Let’s start with the first bit, when the grandson is supposedly on the line. It’s not actually the grandson, of course. What happened was, the scammers found some audio or video of the grandson online, and they cloned his voice from that couple of minutes of audio. And now they’re using the voice clone to convince Grandma that her precious little bobblehead is in the clink. I can imagine her reaction would be almost like a gut punch, to hear her precious grandson in such a panic! Any good Grandma would feel the same, right?
Another aspect of this scam is that Grandma came of age in an era when long-distance calls cost a lot of money, and during that time, phone scams were virtually nonexistent. Then in the early 2000s we got internet calling, which made it basically free to make long-distance calls. And that’s when phone scams really fired up. Them free, untraceable phone calls from India and Nigeria and the Philippines, they started rolling into the United States, and they caught a lot of us unawares.
It’s still a problem, even now, with older folks who think that any long distance call must be super important. This is so ingrained in the elderly that it can be nearly impossible to get across the idea that any phone call you get these days can be from a number spoofed to look like it comes from your own city, and that scammers from overseas can be ruthless in trying to part you with your money. They’re not your friendly neighborhood banker or grocer or police officer who want everyone to have a great community, or are trying to build a reputation. They’re halfway across the world, and as far as they’re concerned, you are a piggy bank.
I talked about this phenomenon in Season 1, Episode 11 in an episode called Technology Peak: Why the Elderly Fall for Scams. People tend to get locked into certain perceptions about technology depending on when they experienced a big shift in their 20s or 30s, like the proliferation of the television or telephone or even the internet. If this theory is true, most of our elderly parents are still stuck in the 1970s and 80s, before there were phone scams.
In fact, the number of people scammed from voice cloning doubled between 2023 and 2024 as our parents and grandparents are aging. And you heard for yourself just how close a cloned voice can be to the real thing. The scammers also very wisely only give Grandma a little snippet before they switch the phone over to the sheriff, because the longer the voice clone talks, the more likely it will trip up on a word or inflection, or call Grandma “Nana” instead of “MeeMaw”. When you can only hear a few short words, that cloned voice can be completely convincing.
Another way cloned voices are used is for romance scams. The scammer, who is usually not a native English speaker, will avoid talking on the phone, and will instead send a recorded message to their victim. They’ll type in a customized message and have one of the standard synthesis voices say it, then they’ll send the recording via text. It’s something like,
MALE VOICE: Hi Mary. I love you so much, Mary. Don’t doubt that I’m real, because I am.
And any recorded message that says, “Don’t doubt me, I am real,” is 100% a scam. I mean, who says this? If you’re real, show up at my door with flowers or something. Don’t keep sending me this recorded crap.
Another trick of romance scammers is to find an existing video of the person whose identity they’re using, and replace the audio with their recorded AI clone audio. The lip movements aren’t going to match exactly with the audio, but these kinds of videos can easily fool someone who doesn’t know how this kind of thing works.
So if the voice is really convincing and you can’t spot the scam by spotting the voice as a fake, what can you do?
What’s needed here is a healthy dose of skepticism. For any alarming phone call that comes to you from a loved one, especially one that comes with an urgent demand for money, hang up and call the real person, or someone who knows them. The scammers will often say, “Don’t hang up, don’t hang up!” and even threaten you if you hang up, like, “If you hang up, little bobblehead will most certainly be the serial killer’s girlfriend by Monday.” They do this to scare you into not checking with someone else.
Don’t buy the urgency. The real police, or the electric company, or your bank, none of these real services will ever get upset if you say you’re going to call right back, of course after looking up the real phone number online. Anyone who says, “Don’t hang up!” after asking for money, is most certainly a scammer.

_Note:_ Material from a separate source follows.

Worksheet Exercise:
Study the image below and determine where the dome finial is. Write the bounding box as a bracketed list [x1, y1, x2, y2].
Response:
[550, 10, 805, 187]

Another thing with romance scams: I saw a video on the YouTube channel Catfished a few days ago where the victim was fooled by a very natural-sounding cloned voice. The victim was sure it was real because the voice paused and said, “Uhhh” at one point.
FEMALE VOICE: Hi Tom, I’ve been thinking of you all day. I was thinking, uh, we can meet next month when I get back from my tour. Love you, baby.
The Catfished team was able to prove that all they had to do was type in “uhhh,” somewhere in the sentence, and the cloned voice said it a lot like a real person would.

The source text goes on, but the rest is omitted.